The main idea here is that most of the discussion about risks of AGI has been framed in terms of a scenario that goes something along the lines of “a research group develops AGI, that AGI develops to become superintelligent, escapes from its creators, and takes over the world”. While that is one scenario that could happen, focusing too much on any single scenario makes us more likely to miss out alternative scenarios. It also makes the scenarios susceptible to criticism from people who (correctly!) point out that we are postulating very specific scenarios that have lots of burdensome details.
To address that, I discuss here a number of considerations that suggest disjunctive paths to catastrophic outcomes: paths that are of the form “A or B or C could happen, and any one of them happening could have bad consequences”.
Superintelligence versus Crucial Capabilities
Bostrom’s Superintelligence, as well as a number of other sources, basically make the following argument:
This is an important argument to make and analyze, since superintelligence basically represents an extreme case: if an individual AGI may become as powerful as it gets, how do we prepare for that eventuality? As long as there is a plausible chance for such an extreme case to be realized, it must be taken into account.

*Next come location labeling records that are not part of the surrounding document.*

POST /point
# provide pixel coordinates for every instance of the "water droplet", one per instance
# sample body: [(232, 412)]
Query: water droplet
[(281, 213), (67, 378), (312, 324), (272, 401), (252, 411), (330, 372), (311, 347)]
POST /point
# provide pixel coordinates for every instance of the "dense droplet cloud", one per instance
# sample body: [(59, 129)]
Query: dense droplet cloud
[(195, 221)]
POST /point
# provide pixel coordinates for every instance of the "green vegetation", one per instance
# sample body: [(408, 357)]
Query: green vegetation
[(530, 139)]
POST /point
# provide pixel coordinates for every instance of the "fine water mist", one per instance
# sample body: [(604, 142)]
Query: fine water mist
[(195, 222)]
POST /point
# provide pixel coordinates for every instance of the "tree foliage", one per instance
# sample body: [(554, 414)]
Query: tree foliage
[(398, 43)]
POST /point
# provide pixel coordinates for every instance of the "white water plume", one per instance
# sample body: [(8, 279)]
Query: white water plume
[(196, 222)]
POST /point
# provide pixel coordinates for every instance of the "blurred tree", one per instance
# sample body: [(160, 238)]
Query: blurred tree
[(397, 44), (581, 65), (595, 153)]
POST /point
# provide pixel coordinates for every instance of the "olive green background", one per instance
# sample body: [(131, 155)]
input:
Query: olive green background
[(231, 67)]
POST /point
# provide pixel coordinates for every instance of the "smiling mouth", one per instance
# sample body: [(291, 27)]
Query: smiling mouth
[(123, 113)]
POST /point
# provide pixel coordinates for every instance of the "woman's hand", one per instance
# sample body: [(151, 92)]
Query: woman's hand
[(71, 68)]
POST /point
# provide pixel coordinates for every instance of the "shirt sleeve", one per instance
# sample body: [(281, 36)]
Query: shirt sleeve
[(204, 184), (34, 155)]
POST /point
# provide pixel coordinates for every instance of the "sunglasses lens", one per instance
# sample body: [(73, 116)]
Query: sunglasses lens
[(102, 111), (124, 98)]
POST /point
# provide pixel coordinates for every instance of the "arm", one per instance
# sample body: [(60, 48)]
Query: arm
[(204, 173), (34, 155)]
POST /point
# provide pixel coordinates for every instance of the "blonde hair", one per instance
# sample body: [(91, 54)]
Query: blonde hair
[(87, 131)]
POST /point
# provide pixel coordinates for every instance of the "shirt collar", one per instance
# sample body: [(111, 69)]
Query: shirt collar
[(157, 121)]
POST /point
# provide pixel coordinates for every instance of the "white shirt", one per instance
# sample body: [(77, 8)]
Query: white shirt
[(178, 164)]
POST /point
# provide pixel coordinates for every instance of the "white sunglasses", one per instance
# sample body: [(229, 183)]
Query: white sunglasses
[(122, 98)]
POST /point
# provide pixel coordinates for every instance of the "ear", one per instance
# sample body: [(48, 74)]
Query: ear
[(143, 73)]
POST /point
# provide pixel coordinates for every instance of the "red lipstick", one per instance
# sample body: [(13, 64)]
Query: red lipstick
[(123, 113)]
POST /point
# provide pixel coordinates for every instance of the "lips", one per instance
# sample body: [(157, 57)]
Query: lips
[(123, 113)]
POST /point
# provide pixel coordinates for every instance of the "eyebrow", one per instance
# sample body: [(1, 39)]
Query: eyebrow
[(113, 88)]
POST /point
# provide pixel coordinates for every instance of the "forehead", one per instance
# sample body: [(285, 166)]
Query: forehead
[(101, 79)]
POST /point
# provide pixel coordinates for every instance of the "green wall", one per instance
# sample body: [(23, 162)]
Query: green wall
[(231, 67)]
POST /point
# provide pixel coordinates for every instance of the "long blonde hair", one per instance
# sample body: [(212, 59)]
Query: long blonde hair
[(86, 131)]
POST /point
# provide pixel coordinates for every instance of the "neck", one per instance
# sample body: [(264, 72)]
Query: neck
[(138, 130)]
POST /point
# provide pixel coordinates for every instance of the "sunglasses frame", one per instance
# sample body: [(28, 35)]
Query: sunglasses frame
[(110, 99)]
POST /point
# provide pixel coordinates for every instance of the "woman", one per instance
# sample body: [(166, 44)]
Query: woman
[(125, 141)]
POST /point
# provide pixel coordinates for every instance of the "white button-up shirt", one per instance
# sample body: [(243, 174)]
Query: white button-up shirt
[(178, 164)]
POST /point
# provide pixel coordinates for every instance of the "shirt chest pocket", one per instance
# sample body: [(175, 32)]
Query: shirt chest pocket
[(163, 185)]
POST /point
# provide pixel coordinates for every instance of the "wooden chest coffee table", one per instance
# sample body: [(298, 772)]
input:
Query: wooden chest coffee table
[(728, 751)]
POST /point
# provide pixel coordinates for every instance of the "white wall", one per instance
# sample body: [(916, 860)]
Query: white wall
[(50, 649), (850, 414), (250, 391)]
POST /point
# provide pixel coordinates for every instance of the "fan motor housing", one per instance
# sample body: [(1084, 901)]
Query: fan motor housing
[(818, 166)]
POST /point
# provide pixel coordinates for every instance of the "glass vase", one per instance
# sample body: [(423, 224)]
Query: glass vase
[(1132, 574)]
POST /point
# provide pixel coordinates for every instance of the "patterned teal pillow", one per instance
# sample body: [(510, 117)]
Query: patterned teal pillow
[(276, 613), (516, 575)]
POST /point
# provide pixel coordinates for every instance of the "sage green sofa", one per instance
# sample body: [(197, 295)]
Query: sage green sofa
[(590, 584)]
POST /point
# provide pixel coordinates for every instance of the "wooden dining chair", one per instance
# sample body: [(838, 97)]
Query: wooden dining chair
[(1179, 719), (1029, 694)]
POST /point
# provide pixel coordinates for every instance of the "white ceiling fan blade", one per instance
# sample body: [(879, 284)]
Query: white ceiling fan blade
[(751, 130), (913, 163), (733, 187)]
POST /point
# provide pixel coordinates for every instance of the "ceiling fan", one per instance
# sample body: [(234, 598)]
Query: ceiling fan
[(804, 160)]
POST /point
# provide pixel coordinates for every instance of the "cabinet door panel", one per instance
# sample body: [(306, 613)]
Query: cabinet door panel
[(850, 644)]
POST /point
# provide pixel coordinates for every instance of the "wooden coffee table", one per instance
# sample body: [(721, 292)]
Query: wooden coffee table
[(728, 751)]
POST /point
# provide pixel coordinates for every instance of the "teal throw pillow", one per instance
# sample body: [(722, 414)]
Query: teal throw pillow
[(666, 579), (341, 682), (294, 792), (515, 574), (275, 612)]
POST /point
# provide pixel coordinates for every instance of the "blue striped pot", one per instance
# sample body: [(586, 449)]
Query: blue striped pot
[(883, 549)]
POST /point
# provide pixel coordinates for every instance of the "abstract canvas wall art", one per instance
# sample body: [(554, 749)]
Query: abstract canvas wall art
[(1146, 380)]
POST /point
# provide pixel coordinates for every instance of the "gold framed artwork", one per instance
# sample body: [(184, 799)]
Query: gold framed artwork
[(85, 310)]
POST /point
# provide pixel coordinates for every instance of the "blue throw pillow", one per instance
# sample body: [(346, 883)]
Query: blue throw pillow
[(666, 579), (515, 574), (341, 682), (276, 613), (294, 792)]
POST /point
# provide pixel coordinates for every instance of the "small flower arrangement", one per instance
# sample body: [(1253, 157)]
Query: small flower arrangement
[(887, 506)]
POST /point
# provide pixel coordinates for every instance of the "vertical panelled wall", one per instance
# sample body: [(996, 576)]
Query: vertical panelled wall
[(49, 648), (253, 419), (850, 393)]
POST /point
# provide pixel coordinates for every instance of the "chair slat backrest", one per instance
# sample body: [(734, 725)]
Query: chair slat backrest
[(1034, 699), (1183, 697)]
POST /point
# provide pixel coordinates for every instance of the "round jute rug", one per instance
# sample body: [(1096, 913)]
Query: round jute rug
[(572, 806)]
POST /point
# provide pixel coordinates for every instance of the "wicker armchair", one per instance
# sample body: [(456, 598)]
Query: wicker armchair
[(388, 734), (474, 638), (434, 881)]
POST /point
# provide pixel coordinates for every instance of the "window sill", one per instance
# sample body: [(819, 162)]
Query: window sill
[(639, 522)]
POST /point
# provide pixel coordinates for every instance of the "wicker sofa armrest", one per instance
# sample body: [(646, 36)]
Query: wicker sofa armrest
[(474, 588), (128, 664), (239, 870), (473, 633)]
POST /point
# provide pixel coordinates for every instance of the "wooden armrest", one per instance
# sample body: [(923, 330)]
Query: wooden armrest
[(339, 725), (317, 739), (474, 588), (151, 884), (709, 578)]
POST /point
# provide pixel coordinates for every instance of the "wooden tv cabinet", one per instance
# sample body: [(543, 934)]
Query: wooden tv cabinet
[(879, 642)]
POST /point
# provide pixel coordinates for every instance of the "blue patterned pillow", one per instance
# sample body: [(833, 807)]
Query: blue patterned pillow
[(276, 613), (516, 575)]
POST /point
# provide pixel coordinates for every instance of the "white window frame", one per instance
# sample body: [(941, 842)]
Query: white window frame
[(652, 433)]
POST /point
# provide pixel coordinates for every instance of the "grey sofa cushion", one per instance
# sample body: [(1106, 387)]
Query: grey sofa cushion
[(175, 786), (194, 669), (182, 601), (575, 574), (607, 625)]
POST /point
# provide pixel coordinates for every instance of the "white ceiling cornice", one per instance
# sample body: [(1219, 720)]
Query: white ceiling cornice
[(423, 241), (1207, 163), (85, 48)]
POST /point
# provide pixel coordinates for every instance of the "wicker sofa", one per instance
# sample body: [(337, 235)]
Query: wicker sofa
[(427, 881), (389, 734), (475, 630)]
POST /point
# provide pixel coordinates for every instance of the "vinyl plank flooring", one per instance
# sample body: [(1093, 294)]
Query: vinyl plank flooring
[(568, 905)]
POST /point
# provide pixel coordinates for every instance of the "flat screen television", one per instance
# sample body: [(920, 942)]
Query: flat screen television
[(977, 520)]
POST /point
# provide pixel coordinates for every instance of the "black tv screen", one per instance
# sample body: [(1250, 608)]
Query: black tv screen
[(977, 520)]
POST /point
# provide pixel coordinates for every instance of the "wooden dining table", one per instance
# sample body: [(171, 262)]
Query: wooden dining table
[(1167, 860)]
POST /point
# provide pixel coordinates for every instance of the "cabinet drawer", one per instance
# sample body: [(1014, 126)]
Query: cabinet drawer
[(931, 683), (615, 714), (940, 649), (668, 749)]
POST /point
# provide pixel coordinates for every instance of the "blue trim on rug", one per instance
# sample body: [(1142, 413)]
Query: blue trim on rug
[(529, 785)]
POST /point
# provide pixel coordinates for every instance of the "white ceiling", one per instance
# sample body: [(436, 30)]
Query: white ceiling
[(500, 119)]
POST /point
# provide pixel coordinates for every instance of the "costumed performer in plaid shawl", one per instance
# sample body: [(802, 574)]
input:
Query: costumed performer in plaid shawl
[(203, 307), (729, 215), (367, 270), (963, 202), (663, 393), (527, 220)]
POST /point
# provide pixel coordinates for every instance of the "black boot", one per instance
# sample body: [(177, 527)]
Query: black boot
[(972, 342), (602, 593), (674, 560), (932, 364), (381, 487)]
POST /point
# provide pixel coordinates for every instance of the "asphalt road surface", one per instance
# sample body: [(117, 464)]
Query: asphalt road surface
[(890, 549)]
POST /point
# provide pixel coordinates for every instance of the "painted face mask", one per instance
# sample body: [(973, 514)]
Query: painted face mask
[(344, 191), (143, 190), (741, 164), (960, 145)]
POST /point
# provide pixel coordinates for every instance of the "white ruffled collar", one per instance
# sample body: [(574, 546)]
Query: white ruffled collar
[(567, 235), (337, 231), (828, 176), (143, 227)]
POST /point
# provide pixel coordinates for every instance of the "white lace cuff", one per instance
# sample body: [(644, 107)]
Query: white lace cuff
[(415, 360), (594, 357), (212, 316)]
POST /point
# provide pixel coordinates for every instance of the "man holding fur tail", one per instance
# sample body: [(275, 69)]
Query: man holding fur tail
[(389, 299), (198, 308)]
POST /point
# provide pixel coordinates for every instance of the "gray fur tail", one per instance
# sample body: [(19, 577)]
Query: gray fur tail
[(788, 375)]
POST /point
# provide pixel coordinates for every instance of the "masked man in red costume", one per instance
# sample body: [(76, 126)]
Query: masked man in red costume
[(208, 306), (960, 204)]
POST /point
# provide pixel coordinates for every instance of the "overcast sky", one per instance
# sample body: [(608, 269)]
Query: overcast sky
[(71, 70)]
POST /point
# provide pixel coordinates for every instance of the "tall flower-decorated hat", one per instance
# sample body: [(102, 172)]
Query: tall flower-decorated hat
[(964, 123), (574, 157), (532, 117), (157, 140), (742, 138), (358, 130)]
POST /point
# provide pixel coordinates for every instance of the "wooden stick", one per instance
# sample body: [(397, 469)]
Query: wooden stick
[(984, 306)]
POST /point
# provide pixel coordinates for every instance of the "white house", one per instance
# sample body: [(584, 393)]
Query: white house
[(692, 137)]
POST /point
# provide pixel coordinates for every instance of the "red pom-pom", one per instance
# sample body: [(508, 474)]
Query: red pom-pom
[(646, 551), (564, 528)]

However, it is probably a mistake to focus only on the case of superintelligence. Basically, the reason why we are interested in a superintelligence is that, by assumption, it has the cognitive capabilities necessary for a world takeover. But what about an AGI which also had the cognitive capabilities necessary for taking over the world, and only those?
Such an AGI might not count as a superintelligence in the traditional sense, since it would not be superhumanly capable in every domain. Yet, it would still be one that we should be concerned about. If we focus too much on just the superintelligence case, we might miss the emergence of a “dumb” AGI which nevertheless had the crucial capabilities necessary for a world takeover.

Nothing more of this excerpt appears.